The not so funny thing about viruses is that the two things they are best at is reproducing, using our or animal cells to do it, and mutating. All cells can mutate as the copying mechanism is imperfect. Viruses are brilliant at it. They multiply more quickly and their structure makes mutation both more likely and faster. The ones that don't work aren't a problem. They die, don't reproduce. End of story.
But the ones that mutate to produce a virus that is stronger, better at reproducing and just maybe different enough, are a big problem for us in the future.
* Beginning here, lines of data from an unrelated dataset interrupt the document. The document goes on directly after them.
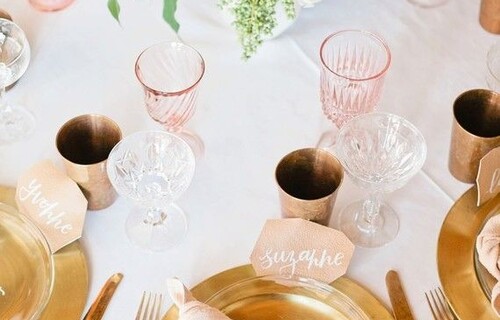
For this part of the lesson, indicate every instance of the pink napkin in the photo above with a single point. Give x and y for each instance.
(189, 307)
(488, 249)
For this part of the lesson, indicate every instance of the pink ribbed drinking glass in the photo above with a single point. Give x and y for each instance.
(50, 5)
(170, 73)
(353, 67)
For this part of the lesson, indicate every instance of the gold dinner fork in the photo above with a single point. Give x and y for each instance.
(439, 305)
(150, 306)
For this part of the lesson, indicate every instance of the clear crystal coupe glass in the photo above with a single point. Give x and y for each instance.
(353, 67)
(170, 73)
(380, 152)
(15, 121)
(152, 168)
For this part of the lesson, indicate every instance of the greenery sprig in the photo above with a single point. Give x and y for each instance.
(254, 20)
(169, 8)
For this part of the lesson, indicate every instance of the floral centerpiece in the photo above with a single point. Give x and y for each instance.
(254, 20)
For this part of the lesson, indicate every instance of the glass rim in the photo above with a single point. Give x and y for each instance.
(374, 36)
(422, 149)
(25, 44)
(172, 93)
(489, 60)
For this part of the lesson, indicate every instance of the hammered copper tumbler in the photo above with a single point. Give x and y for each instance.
(309, 180)
(475, 131)
(84, 143)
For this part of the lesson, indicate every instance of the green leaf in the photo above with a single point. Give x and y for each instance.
(169, 8)
(114, 9)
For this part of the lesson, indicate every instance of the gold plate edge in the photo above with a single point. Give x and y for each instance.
(370, 304)
(455, 257)
(54, 310)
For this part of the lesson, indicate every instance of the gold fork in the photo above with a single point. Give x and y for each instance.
(150, 306)
(439, 305)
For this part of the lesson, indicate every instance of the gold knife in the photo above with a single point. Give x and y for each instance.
(399, 303)
(100, 304)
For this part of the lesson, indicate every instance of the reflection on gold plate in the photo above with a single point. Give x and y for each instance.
(370, 306)
(69, 293)
(455, 256)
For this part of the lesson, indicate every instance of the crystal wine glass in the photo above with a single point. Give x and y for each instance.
(16, 122)
(381, 152)
(353, 67)
(152, 168)
(170, 73)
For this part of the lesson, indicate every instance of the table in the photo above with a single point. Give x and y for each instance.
(249, 114)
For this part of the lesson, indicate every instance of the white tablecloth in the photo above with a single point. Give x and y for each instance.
(249, 114)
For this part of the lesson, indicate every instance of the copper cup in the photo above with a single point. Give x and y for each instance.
(475, 131)
(309, 180)
(489, 15)
(84, 143)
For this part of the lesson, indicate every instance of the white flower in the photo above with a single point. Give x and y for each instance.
(307, 3)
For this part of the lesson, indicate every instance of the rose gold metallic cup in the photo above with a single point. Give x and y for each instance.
(84, 143)
(475, 131)
(308, 181)
(489, 15)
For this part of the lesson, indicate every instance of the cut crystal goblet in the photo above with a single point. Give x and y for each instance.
(380, 152)
(152, 168)
(16, 122)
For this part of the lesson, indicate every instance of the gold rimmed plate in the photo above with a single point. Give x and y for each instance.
(360, 297)
(70, 288)
(456, 254)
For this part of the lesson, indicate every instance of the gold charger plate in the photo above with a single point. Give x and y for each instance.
(70, 290)
(455, 257)
(373, 308)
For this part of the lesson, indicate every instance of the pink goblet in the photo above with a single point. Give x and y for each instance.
(170, 73)
(353, 67)
(50, 5)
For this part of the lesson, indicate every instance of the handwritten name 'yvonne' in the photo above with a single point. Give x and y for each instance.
(290, 259)
(33, 194)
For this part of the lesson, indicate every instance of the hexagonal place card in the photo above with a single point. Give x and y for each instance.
(53, 202)
(297, 247)
(488, 177)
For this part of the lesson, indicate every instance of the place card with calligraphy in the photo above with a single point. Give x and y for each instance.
(53, 202)
(488, 177)
(297, 247)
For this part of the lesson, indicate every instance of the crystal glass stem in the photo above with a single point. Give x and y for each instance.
(155, 215)
(370, 220)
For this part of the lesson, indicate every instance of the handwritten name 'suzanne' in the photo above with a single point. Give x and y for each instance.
(290, 259)
(33, 194)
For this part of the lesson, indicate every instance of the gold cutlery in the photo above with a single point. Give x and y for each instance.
(100, 304)
(439, 305)
(399, 302)
(150, 307)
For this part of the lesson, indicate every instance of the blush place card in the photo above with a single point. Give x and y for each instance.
(488, 177)
(297, 247)
(53, 202)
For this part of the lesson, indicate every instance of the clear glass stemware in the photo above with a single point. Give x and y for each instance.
(353, 68)
(380, 152)
(16, 122)
(152, 168)
(170, 73)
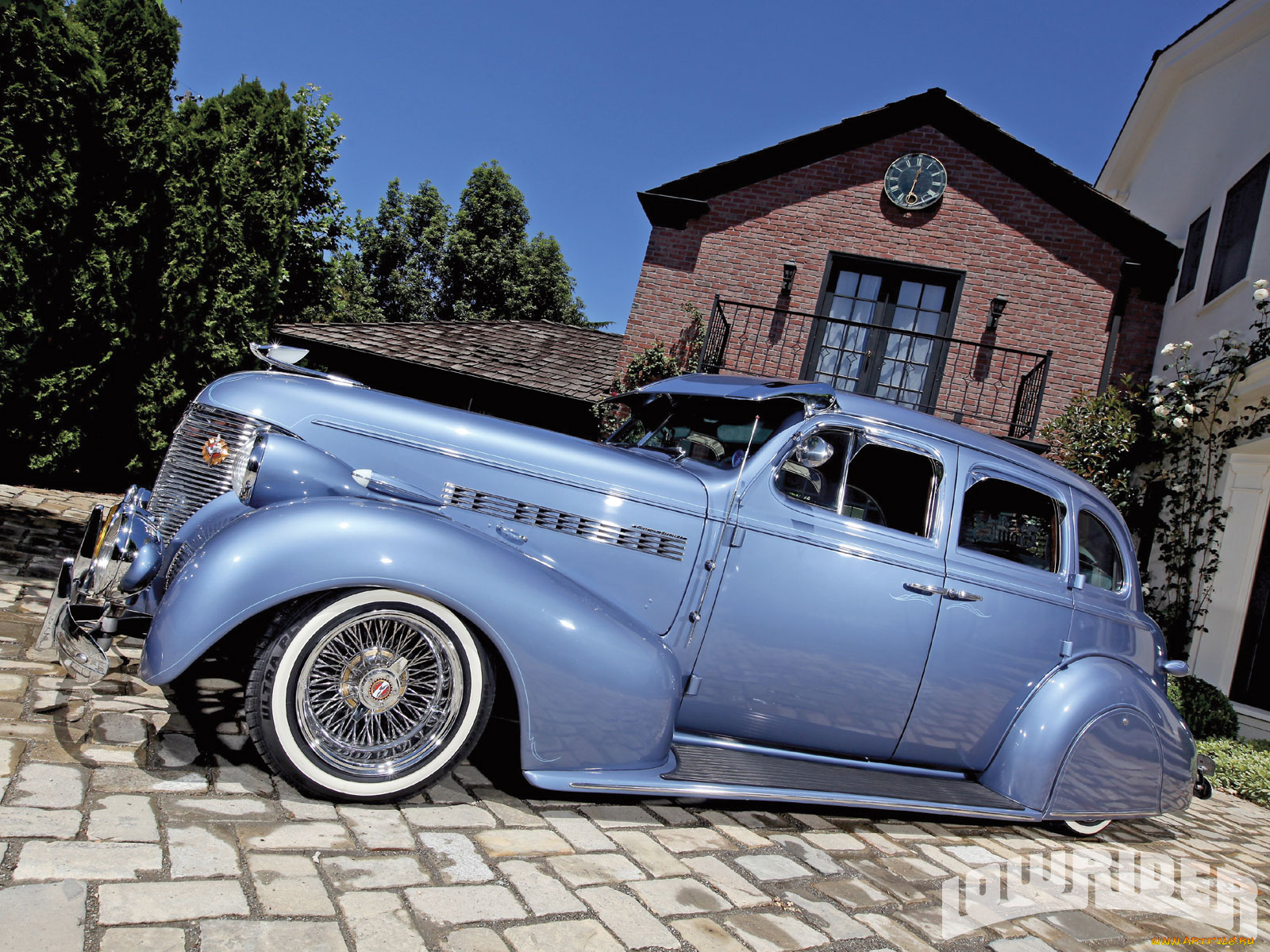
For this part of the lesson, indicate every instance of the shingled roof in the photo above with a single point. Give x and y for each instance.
(679, 202)
(552, 359)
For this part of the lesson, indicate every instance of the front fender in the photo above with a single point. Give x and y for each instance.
(1045, 735)
(595, 687)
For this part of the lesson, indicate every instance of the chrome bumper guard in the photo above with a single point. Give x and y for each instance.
(117, 558)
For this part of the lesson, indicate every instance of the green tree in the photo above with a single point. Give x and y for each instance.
(400, 251)
(483, 262)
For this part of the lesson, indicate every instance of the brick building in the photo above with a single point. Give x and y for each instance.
(1014, 289)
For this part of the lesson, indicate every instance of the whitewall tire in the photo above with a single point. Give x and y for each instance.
(368, 696)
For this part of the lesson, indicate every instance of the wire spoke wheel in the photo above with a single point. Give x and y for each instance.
(380, 693)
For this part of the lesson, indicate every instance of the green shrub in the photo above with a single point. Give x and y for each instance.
(1241, 767)
(1206, 711)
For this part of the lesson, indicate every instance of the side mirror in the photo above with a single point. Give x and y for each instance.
(813, 452)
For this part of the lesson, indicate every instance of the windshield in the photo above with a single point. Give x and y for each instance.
(710, 429)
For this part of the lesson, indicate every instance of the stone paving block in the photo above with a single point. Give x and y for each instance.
(216, 809)
(202, 852)
(448, 818)
(620, 816)
(829, 917)
(122, 939)
(708, 936)
(556, 937)
(734, 831)
(772, 866)
(133, 780)
(648, 854)
(60, 860)
(295, 835)
(583, 835)
(768, 932)
(378, 827)
(543, 894)
(229, 936)
(692, 841)
(124, 818)
(380, 923)
(19, 822)
(356, 873)
(814, 857)
(289, 885)
(60, 920)
(474, 939)
(893, 933)
(595, 869)
(628, 919)
(455, 905)
(54, 786)
(510, 810)
(457, 860)
(122, 903)
(679, 896)
(740, 890)
(521, 842)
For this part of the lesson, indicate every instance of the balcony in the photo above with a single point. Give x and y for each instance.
(994, 389)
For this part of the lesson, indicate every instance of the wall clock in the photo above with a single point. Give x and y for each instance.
(916, 181)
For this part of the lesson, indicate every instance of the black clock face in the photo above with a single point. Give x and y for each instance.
(916, 181)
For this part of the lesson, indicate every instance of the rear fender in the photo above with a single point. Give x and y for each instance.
(1053, 729)
(595, 689)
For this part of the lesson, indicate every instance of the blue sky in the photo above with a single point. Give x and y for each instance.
(587, 103)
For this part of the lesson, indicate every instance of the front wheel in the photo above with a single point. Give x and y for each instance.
(368, 696)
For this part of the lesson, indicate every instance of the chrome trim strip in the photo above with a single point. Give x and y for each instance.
(641, 539)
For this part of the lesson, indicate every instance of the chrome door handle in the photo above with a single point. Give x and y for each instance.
(924, 589)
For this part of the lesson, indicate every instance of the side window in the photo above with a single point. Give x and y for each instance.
(1013, 522)
(1100, 558)
(869, 482)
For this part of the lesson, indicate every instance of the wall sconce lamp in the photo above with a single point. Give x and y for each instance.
(996, 310)
(787, 277)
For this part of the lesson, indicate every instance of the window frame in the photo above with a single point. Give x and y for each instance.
(864, 433)
(1066, 532)
(1197, 234)
(1237, 213)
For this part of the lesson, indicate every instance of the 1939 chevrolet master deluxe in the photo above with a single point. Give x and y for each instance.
(756, 588)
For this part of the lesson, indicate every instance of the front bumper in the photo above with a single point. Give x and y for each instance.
(92, 603)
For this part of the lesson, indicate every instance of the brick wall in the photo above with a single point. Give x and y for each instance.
(1060, 278)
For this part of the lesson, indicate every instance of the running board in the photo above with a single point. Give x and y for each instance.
(725, 774)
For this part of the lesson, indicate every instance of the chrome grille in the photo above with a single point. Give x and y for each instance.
(638, 537)
(186, 482)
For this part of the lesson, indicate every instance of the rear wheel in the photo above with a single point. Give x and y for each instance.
(368, 696)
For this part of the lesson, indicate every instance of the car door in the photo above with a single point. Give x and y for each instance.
(819, 632)
(1003, 620)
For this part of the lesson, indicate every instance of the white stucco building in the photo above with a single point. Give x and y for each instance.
(1191, 160)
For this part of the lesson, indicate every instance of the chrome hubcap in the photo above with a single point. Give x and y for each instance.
(380, 693)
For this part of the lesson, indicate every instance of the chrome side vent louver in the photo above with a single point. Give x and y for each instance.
(638, 537)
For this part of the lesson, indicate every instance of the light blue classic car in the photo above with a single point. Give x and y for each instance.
(756, 588)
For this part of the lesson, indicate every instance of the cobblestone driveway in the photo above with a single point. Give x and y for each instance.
(137, 818)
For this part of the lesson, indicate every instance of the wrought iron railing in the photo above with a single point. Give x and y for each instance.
(991, 387)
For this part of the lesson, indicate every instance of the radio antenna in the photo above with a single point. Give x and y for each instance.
(723, 531)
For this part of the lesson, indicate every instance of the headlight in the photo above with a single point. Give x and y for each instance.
(248, 467)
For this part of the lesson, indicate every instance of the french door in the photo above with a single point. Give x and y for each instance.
(880, 332)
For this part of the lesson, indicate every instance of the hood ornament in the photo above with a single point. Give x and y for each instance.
(216, 451)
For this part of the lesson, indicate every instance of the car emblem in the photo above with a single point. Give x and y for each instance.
(216, 451)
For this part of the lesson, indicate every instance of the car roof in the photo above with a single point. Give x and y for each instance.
(872, 409)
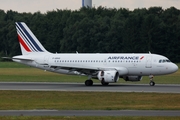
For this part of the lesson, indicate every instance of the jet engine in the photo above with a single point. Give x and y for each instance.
(132, 78)
(108, 76)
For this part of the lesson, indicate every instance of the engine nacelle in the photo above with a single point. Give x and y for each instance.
(132, 78)
(108, 76)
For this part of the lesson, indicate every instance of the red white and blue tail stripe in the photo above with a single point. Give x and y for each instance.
(28, 41)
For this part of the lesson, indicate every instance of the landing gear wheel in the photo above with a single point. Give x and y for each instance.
(104, 83)
(88, 82)
(152, 83)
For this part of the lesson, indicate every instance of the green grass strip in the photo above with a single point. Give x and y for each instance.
(28, 100)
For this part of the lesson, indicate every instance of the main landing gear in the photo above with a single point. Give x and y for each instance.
(152, 83)
(89, 82)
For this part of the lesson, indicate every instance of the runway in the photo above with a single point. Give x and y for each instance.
(50, 86)
(88, 113)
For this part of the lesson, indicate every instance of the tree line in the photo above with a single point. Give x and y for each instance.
(97, 30)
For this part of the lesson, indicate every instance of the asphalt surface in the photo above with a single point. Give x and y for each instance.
(34, 86)
(96, 87)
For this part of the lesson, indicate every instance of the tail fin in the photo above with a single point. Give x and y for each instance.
(27, 40)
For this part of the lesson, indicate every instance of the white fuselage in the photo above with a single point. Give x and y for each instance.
(125, 64)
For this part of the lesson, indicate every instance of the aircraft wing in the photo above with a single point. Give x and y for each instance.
(86, 69)
(22, 58)
(18, 58)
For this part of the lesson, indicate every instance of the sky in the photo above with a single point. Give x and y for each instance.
(48, 5)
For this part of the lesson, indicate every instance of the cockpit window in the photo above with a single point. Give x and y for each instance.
(164, 61)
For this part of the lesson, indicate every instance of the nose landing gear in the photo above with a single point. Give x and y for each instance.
(152, 83)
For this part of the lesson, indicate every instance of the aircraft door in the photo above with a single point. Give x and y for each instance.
(149, 61)
(46, 60)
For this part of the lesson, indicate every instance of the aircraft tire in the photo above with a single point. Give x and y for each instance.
(152, 83)
(104, 83)
(88, 82)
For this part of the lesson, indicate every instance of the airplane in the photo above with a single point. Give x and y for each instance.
(107, 68)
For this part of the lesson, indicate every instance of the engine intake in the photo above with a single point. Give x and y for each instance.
(108, 76)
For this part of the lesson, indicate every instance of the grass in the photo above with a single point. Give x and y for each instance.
(29, 100)
(88, 118)
(14, 72)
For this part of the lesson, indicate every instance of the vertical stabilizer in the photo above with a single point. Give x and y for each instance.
(27, 40)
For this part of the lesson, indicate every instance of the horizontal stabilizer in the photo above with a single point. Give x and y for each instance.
(22, 58)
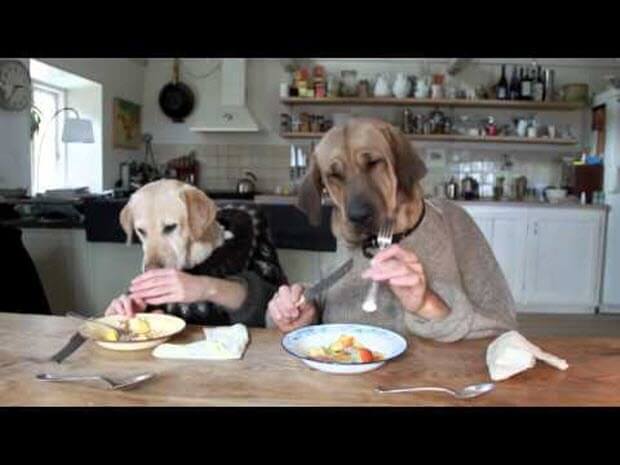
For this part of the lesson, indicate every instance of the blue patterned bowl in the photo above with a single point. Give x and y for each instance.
(299, 342)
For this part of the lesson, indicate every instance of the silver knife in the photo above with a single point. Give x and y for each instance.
(320, 286)
(74, 344)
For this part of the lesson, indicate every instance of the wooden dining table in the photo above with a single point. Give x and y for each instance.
(269, 376)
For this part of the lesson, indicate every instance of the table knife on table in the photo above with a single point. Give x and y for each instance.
(317, 288)
(74, 344)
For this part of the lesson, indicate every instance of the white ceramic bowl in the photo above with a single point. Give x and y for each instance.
(299, 342)
(555, 195)
(165, 325)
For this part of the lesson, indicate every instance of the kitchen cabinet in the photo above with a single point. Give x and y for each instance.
(564, 259)
(505, 230)
(551, 257)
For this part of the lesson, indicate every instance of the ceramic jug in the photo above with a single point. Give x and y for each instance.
(382, 87)
(402, 86)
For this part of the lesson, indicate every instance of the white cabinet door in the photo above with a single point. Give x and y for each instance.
(564, 258)
(505, 229)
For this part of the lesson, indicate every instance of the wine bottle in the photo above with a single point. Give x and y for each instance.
(502, 86)
(515, 87)
(526, 86)
(539, 86)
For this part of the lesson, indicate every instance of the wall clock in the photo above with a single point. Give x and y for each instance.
(15, 86)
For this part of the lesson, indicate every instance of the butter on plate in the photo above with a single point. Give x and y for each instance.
(220, 343)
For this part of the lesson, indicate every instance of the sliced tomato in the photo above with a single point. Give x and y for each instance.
(364, 355)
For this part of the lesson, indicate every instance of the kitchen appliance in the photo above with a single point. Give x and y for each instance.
(452, 189)
(176, 99)
(610, 102)
(520, 189)
(247, 185)
(470, 189)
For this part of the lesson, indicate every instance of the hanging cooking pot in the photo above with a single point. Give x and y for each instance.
(176, 99)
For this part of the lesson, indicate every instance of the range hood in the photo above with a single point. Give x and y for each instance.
(230, 113)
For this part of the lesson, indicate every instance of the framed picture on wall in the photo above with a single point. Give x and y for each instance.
(127, 124)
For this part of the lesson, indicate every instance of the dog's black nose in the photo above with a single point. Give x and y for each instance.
(359, 213)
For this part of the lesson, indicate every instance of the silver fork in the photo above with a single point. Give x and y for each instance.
(384, 240)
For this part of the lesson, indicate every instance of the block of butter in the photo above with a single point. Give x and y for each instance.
(220, 343)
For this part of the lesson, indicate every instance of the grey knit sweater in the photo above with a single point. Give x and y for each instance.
(460, 267)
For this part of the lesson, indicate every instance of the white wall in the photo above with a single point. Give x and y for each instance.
(119, 77)
(15, 147)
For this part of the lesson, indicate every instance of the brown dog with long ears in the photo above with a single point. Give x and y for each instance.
(371, 172)
(433, 284)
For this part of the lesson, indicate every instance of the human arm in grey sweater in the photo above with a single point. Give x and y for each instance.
(482, 305)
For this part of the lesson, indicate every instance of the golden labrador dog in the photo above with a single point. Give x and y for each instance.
(371, 172)
(175, 223)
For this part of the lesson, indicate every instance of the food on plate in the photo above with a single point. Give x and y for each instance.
(346, 349)
(132, 329)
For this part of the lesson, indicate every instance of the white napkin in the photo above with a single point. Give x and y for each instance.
(221, 343)
(511, 353)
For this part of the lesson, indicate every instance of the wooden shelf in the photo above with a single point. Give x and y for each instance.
(455, 138)
(456, 103)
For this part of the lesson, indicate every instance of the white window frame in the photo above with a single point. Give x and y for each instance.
(60, 95)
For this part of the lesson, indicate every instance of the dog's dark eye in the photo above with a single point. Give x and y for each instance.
(169, 228)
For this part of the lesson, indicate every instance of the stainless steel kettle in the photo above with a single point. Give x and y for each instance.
(247, 185)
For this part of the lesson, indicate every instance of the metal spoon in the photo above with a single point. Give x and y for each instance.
(468, 392)
(114, 384)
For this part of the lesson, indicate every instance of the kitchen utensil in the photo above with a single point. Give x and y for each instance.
(247, 184)
(468, 392)
(113, 384)
(176, 99)
(402, 86)
(452, 189)
(422, 88)
(520, 187)
(388, 343)
(74, 344)
(470, 188)
(382, 87)
(384, 240)
(348, 86)
(322, 285)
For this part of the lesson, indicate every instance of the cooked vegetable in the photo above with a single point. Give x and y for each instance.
(346, 349)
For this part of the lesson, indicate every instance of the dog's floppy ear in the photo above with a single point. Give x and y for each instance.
(126, 220)
(408, 165)
(310, 190)
(201, 211)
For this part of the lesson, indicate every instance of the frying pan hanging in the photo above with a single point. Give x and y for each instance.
(176, 99)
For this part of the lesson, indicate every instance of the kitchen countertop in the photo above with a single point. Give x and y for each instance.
(268, 376)
(292, 200)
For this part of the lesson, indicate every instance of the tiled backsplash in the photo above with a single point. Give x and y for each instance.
(222, 165)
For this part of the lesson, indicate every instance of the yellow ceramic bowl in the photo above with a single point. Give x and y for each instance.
(165, 326)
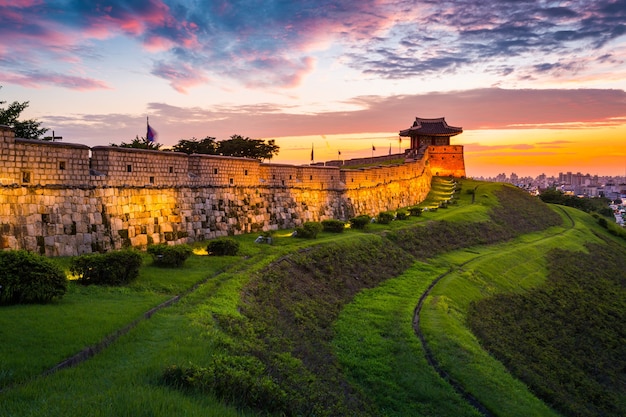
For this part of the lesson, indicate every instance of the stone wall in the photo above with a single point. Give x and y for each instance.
(447, 161)
(107, 198)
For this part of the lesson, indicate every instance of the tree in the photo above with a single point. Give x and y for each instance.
(139, 143)
(207, 146)
(27, 129)
(239, 146)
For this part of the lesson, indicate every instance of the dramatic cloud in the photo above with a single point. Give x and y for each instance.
(472, 109)
(274, 43)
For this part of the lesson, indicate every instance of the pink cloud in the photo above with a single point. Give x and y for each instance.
(181, 76)
(36, 80)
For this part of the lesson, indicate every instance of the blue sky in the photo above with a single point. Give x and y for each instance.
(338, 74)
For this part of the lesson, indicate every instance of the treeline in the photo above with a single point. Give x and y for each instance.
(587, 204)
(566, 339)
(236, 145)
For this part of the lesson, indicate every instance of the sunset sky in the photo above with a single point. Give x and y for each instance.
(538, 86)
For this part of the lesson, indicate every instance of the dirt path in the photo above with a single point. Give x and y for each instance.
(430, 357)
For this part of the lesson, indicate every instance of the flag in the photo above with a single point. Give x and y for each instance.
(151, 134)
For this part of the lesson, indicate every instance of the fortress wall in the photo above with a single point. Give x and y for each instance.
(35, 162)
(176, 198)
(447, 161)
(315, 177)
(223, 170)
(116, 167)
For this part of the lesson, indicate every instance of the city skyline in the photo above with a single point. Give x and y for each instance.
(538, 86)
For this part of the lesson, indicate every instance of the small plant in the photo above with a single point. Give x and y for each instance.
(309, 230)
(26, 277)
(402, 215)
(360, 222)
(415, 211)
(333, 225)
(112, 268)
(385, 217)
(169, 255)
(223, 246)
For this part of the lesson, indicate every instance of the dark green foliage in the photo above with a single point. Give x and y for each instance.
(566, 340)
(239, 146)
(309, 230)
(415, 211)
(26, 277)
(223, 246)
(385, 217)
(518, 213)
(333, 225)
(360, 222)
(402, 215)
(207, 146)
(290, 308)
(27, 129)
(586, 204)
(140, 143)
(112, 268)
(240, 380)
(169, 255)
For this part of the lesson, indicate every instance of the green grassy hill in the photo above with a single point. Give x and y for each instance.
(330, 326)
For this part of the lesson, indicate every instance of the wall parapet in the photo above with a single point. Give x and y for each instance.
(64, 199)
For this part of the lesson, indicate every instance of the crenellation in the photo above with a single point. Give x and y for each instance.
(62, 199)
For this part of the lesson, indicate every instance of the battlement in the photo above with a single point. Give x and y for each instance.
(63, 199)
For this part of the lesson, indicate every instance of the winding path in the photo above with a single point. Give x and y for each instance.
(430, 357)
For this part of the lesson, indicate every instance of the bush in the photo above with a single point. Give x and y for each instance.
(112, 268)
(26, 277)
(360, 222)
(223, 246)
(415, 211)
(402, 215)
(333, 225)
(169, 255)
(240, 380)
(385, 217)
(309, 230)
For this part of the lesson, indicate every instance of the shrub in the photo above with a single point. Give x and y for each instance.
(169, 255)
(402, 215)
(112, 268)
(333, 225)
(223, 246)
(360, 222)
(415, 211)
(26, 277)
(240, 380)
(385, 217)
(309, 230)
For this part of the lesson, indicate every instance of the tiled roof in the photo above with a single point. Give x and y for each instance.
(431, 127)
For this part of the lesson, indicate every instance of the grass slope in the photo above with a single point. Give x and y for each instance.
(297, 328)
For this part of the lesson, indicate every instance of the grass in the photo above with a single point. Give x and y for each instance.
(376, 345)
(325, 317)
(512, 267)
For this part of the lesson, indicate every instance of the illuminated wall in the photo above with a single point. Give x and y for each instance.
(74, 200)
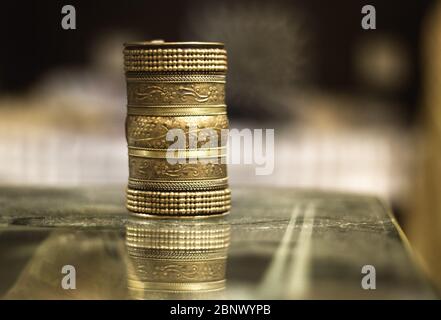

This is why by the time we are able to produce any vaccine in large enough quantity to inoculate populations, that virus may have produced a strain or variant that is unaffected by the vaccine.
Back to square one. We might be seeing a lot of square one if we aren't careful.
Some may applaud these generous terms that show exactly how valued overseas NHS staff are to the UK. It's better than they had before after all. I'm not sure what gratitude they will feel or why they should. We don't only owe them gratitude, we owe them a debt. I suggest we may not be done with them yet, nor should we be. Maybe we will be considering a further stay of execution in a year's time. Then when we're sure that we have no further use for them, we can applaud them loudly as they board their departing flights. And we become a little bit shabbier.